Unzip the archive. Use the az
CLI to upload the contets to the Storage account:
az storage blob upload-batch -d '$web' -s ./build --account-name <name of storage>
Set Web App Environment Variables¶
You need to point the web app to the database and to the Storage account with the frontend files.
Open your Web App, on the left side under Settings click Configuration. Add the following env variables:
- DB_HOST
- DB_PORT
- DB_NAME
- DB_USER
- DB_PASS
- FE_CONTAINER_ADDRESS: URL of the Storage, format
https://xxx.web.core.windows.net/
Add authentication to the web app¶
The easiest option to enable authentication is the Express option. To enable authentication using the Express option, follow these steps:
- In the Azure portal, search for and select App Services, and then select your app.

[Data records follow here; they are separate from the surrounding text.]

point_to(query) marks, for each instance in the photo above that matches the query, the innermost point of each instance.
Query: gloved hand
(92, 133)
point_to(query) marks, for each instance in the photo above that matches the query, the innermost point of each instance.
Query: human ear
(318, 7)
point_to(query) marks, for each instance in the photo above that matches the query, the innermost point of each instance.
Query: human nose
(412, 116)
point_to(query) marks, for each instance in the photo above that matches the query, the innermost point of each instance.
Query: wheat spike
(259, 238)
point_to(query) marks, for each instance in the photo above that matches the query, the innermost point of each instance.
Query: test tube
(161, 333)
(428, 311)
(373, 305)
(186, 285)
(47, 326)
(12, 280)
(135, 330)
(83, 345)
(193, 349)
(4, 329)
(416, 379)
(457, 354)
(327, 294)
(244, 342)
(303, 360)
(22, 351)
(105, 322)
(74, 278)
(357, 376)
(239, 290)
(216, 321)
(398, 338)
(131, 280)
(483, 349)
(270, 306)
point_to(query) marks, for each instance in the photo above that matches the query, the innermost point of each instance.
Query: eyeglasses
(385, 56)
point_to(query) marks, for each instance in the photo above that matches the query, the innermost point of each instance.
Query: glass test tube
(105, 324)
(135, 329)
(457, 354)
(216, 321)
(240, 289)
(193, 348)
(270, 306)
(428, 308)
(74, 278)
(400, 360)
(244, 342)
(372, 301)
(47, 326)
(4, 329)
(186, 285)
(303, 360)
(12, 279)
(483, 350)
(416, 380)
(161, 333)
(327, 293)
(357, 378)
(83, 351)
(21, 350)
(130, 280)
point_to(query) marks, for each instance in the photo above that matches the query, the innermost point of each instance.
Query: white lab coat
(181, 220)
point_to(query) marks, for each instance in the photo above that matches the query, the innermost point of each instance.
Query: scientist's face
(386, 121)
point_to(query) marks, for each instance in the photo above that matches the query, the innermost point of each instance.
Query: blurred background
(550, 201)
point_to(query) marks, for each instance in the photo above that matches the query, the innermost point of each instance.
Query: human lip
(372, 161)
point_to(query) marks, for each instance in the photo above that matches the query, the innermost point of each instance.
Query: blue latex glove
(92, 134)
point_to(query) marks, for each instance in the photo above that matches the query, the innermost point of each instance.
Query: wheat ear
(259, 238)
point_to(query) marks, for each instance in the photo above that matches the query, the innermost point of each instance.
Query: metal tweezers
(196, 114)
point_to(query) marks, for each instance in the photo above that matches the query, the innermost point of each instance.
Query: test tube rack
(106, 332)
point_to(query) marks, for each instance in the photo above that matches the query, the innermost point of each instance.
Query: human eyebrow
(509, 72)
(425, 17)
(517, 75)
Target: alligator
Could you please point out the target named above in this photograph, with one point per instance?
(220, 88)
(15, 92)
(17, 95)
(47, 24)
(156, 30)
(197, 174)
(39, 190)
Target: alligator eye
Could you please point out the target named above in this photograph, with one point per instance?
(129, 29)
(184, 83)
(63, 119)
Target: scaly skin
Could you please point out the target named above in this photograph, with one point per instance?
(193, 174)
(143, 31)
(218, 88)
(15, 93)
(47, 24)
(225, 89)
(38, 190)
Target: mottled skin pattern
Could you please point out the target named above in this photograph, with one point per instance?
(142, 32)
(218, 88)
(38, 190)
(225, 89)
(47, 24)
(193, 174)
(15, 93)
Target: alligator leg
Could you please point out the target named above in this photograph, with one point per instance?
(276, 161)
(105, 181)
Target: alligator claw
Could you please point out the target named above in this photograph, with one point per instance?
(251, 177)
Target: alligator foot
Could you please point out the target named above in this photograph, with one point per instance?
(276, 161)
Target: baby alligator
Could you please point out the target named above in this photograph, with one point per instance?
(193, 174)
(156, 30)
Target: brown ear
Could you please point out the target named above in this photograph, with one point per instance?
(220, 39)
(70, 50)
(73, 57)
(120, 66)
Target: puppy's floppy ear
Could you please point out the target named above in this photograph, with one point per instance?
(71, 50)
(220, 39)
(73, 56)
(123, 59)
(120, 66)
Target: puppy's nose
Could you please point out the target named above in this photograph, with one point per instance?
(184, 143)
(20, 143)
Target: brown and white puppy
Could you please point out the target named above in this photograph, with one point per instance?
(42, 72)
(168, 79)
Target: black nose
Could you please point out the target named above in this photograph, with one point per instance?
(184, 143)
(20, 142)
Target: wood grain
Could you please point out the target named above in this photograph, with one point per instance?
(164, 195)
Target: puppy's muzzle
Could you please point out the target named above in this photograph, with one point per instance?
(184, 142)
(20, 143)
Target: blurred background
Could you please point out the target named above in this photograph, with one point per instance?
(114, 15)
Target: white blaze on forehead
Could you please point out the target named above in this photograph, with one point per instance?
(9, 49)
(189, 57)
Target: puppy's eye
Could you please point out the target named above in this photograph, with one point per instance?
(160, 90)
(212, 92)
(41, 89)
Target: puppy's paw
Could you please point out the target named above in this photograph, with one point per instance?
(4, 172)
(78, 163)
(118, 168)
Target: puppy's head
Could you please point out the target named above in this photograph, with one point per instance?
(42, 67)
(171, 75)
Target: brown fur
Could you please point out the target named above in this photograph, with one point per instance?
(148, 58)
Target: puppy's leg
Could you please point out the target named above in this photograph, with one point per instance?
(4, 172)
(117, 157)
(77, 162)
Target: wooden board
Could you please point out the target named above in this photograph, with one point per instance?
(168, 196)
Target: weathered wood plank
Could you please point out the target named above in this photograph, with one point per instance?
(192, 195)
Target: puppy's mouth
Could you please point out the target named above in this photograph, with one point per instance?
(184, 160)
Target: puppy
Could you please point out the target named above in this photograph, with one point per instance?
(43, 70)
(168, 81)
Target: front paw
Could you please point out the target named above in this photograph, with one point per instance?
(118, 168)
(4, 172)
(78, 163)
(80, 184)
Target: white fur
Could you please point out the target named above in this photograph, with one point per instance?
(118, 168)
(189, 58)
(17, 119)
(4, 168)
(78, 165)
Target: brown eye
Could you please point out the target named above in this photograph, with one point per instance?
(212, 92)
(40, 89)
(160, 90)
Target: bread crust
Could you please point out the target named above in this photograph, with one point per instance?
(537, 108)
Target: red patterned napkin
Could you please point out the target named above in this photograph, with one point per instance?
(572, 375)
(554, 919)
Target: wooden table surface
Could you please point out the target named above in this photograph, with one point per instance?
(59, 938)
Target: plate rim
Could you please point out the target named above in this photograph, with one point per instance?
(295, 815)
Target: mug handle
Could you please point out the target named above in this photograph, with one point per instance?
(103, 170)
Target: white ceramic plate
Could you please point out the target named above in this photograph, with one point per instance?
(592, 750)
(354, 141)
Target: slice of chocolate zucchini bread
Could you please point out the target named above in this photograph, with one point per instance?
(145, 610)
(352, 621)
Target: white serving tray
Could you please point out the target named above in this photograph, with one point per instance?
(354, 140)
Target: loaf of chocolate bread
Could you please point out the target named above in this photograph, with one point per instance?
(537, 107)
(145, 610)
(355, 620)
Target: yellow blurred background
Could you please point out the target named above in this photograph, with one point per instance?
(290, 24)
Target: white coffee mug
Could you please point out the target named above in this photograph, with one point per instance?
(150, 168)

- From the left navigation, select Authentication / Authorization > On.
- Select Azure Active Directory > Express.
- If you want to choose an existing app registration instead:
- Choose Select Existing AD app, then click Azure AD App.
- Choose an existing app registration and click OK.
- Select OK to register the App Service app in Azure Active Directory. A new app registration is created.
Click Save
Congratulations¶
You can find the URL of the web app in the Web App Overview, usually in format https://xxx.azurewebsites.net
Now you can continue with Developing Expectations Guide to start using Settle DQ.